Witheford dijo que a pesar de las fallas en la policía local, Australia debería “fortalecer” la cooperación existente con las autoridades.
“La escala y el alcance del problema requieren una mayor atención y coordinación internacional”, afirmó.
“Australia también debería considerar cómo puede ayudar y apoyar a las víctimas brindando apoyo financiero a los refugios de rescate y a las organizaciones de la sociedad civil que trabajan en el tema en Camboya, y alentando al gobierno camboyano a tratar adecuadamente a los sobrevivientes como víctimas de la trata de personas”.
Witheford dijo que también es necesario fortalecer el régimen legal y de aplicación de Australia para combatir la esclavitud moderna y la trata de personas, incluida la aplicación del cumplimiento de las obligaciones de diligencia debida y medidas adicionales para combatir el trabajo forzoso.
El informe llega después de que a principios de este año se encontrara una oficina falsa de la Policía Federal Australiana en un complejo abandonado de Sam en Camboya.
El subcomisario de la AFP, David McLean, afirmó en una audiencia sobre el presupuesto en el Senado en enero que la agencia no sabía en ese momento que el espacio falso de la AFP “estaba defraudando a nadie”, pero que los socios extranjeros todavía estaban investigando el sitio.
“Estamos trabajando con los tailandeses para procesar una serie de materiales que pudieron extraer de la escena del crimen.
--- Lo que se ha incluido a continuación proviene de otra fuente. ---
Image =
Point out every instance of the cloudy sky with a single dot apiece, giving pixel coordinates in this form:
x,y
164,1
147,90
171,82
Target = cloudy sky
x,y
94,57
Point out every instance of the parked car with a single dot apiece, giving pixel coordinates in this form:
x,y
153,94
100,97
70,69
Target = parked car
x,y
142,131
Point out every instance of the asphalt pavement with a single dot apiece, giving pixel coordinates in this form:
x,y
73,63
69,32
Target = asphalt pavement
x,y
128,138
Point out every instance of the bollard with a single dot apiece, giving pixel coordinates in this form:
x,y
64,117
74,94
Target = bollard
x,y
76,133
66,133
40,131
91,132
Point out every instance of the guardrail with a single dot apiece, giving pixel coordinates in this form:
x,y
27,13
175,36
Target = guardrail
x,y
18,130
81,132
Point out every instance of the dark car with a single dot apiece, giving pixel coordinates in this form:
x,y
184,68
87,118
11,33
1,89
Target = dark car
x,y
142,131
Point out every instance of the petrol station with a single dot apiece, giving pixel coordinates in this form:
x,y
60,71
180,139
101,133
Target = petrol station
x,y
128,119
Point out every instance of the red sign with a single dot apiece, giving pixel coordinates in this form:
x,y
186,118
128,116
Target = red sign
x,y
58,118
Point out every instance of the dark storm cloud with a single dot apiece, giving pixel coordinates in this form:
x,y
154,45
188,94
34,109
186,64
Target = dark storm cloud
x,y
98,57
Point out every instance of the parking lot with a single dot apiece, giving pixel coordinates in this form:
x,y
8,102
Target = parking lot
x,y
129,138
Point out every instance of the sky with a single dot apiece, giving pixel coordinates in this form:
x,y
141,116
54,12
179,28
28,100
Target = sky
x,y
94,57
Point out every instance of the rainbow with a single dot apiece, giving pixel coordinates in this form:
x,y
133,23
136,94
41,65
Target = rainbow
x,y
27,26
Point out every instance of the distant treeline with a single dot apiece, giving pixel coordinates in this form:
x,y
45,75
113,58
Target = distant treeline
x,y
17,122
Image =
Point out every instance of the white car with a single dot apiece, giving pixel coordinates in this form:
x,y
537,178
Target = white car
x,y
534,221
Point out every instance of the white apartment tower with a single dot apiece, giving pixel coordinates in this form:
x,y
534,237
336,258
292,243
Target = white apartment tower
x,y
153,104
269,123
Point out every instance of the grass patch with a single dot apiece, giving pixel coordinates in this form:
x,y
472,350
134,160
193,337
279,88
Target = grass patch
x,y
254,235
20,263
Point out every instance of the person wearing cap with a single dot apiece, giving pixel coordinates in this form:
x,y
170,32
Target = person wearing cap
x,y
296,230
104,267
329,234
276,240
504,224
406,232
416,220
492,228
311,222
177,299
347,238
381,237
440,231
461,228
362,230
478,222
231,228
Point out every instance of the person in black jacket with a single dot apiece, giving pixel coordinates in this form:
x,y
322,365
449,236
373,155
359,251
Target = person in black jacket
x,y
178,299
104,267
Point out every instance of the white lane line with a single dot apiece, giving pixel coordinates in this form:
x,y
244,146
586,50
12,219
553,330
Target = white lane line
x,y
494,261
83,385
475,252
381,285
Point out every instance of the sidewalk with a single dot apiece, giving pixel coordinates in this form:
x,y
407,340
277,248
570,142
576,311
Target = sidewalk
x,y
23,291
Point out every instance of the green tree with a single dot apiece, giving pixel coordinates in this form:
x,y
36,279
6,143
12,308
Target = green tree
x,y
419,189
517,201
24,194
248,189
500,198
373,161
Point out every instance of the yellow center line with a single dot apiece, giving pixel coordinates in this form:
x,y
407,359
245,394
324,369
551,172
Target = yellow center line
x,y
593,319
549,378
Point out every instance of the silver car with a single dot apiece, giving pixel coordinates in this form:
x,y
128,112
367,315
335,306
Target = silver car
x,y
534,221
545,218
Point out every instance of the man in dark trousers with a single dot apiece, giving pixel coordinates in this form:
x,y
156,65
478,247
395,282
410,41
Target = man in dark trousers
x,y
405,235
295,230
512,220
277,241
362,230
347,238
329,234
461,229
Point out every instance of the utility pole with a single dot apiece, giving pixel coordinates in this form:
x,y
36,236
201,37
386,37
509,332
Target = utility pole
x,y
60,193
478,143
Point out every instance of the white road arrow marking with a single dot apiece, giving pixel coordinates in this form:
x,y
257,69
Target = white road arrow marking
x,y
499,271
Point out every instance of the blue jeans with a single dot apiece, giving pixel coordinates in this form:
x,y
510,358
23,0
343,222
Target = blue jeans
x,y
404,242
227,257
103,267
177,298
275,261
Veremos adónde llega”, dijo.
McLean dijo que la AFP había estado trabajando con la policía tailandesa sobre el centro.
La comisaria de la AFP, Krissy Barrett. Imagen: NewsWire / Martin Ollman
Se refirió a una “colaboración muy, muy larga” con las autoridades camboyanas, a las que la AFP había informado “de lo que sabemos sobre la base de las medidas adoptadas”.
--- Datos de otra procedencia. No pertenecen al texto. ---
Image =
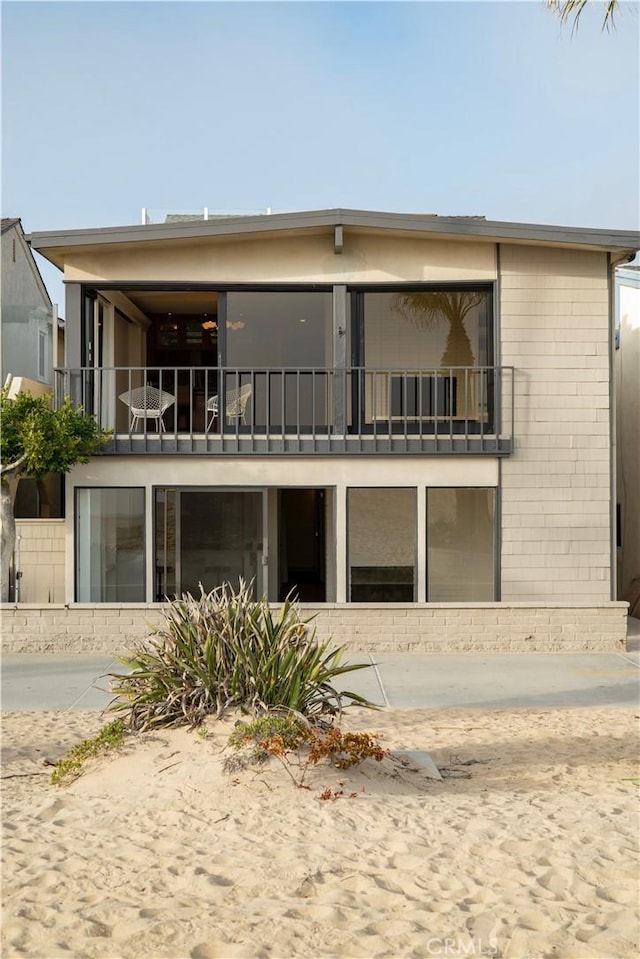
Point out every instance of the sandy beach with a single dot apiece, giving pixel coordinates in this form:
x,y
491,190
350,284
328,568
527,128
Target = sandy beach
x,y
528,848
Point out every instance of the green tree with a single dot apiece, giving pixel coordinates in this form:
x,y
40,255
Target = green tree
x,y
36,440
569,10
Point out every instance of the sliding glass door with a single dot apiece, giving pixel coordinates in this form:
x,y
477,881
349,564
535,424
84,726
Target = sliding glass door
x,y
279,351
207,537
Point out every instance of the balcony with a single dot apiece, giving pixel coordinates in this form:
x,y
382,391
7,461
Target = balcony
x,y
169,410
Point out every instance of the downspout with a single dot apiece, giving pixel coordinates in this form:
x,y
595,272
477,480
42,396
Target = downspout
x,y
613,439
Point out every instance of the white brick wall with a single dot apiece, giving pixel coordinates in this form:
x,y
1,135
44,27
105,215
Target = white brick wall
x,y
437,627
555,486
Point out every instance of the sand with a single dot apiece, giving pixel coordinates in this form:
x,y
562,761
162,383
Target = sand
x,y
528,847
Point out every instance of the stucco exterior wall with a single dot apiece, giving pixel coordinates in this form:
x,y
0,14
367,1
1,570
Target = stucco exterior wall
x,y
26,311
42,560
366,259
556,490
437,628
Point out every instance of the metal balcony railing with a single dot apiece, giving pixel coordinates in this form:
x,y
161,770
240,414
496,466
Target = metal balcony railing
x,y
297,410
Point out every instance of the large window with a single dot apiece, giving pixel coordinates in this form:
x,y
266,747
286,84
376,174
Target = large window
x,y
461,545
427,355
209,537
110,554
279,346
381,545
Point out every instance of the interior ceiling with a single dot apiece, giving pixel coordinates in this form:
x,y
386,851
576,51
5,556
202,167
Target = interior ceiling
x,y
195,302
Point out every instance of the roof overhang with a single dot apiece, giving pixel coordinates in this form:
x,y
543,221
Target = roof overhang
x,y
54,245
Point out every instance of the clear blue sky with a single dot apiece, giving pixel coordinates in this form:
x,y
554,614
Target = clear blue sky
x,y
439,107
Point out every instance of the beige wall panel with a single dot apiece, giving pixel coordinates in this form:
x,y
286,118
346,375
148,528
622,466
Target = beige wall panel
x,y
283,471
628,436
42,560
556,485
366,259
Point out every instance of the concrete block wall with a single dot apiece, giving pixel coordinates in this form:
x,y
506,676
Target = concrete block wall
x,y
437,627
556,485
42,560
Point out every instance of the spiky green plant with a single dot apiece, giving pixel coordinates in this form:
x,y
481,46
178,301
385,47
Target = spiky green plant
x,y
224,650
68,768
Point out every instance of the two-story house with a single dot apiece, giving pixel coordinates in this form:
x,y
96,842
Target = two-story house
x,y
407,420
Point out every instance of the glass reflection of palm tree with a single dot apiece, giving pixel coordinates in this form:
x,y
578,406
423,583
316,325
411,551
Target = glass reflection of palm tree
x,y
427,311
En 2024, el Centro Conjunto de Coordinación Policial contra el Cibercrimen de la AFP, que incluye a los reguladores financieros y a la Comisión Australiana de Inteligencia Criminal, lanzó la Operación Firestorm, centrándose en los ciberdelincuentes y los objetivos de la trata de personas en el Sudeste Asiático y Europa del Este.
El
Un portavoz de la AFP afirmó a principios de este año que los agentes de la AFP en Camboya seguían trabajando con las autoridades locales, incluida la Policía Nacional de Camboya, en relación con los centros de fraude dirigidos a los australianos.
Camboya presionada para hacer más
En marzo, el gobierno camboyano prometió cerrar todos los centros de fraude del país para finales de abril.
En ese momento, el gobierno camboyano dijo que había atacado 250 sitios que se creía estaban llevando a cabo actividades de fraude desde julio y había cerrado alrededor del 80 por ciento, o 200, de ellos.
Pero el informe encontró que a finales del año pasado, en medio de una ofensiva gubernamental, las autoridades sólo habían intervenido en 24 de 86 conexiones de fraude identificadas.
A las siete de la mañana las autoridades informaron de “liberaciones masivas o intentos de fuga” sin que en ese momento interviniera la policía.
“Esto contrasta marcadamente con las afirmaciones del gobierno de que intervino en más de 250 centros de fraude”, dice el informe.
“Aunque es probable que las autoridades hayan respondido a más complicidad de la que Amnistía Internacional ha podido verificar, la continua falta de transparencia del gobierno, unida a fracasos documentados en intervenciones comunicadas públicamente, socava significativamente sus propias afirmaciones de éxito”.
El informe insta a los camboyanos a priorizar la protección de las víctimas de la trata de personas que puedan haber sido obligadas a trabajar en las instalaciones, revisar la práctica y actuar de inmediato, al tiempo que insta a los socios internacionales a seguir presionando al gobierno camboyano para que actúe.